Chi conosce bene il Friuli conosce altrettanto bene i suoi richiami. D’altra parte lo spiega anche lo slogan che fa più o meno: “dal mare alla montagna in poche ore”. Oppure il giro inverso, come in questo caso, grazie al potere della Corsa Rosa.
Ieri Carnia, montagna, alta, ma non proprio cime che toccano il cielo. Lingua dura, caratteri chiusi. Poche ore dopo si scende e si parte dal mare, da Grado, per poi superare la collina e vedere Gorizia.
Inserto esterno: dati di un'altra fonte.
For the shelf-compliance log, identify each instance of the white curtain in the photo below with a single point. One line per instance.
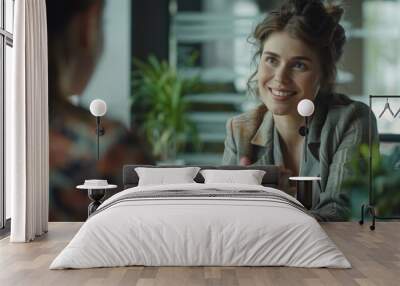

Da Grado, vocali aperte, con quel centro storico che ha qualcosa di pregiato, che può far perdere la testa a chi, romanticamente, schiude il cuore all’inflessione del mare.
Barchette pastello attraccate ovunque, il molo, il consorzio dei pescatori dove chiedere se preparano il boreto, e poi la partenza della tappa attraversando il ponte che collega Grado ad Aquileia. Una volta a Grado ci potevi venire solo in barca.
C’è ancora il sole alto e qualche leggera bava di vento, e Campenaerts ha già attaccato quando una caduta estromette Buchmann dal Giro. Era appena passato il chilometro zero e si era proprio lungo quel ponte. Il giro di Buchmann, sin qui perfetto, finisce contro l’asfalto. La partenza viene fermata e ritardata, quando si riparte scappa la fuga rilanciata ancora da Campenaerts.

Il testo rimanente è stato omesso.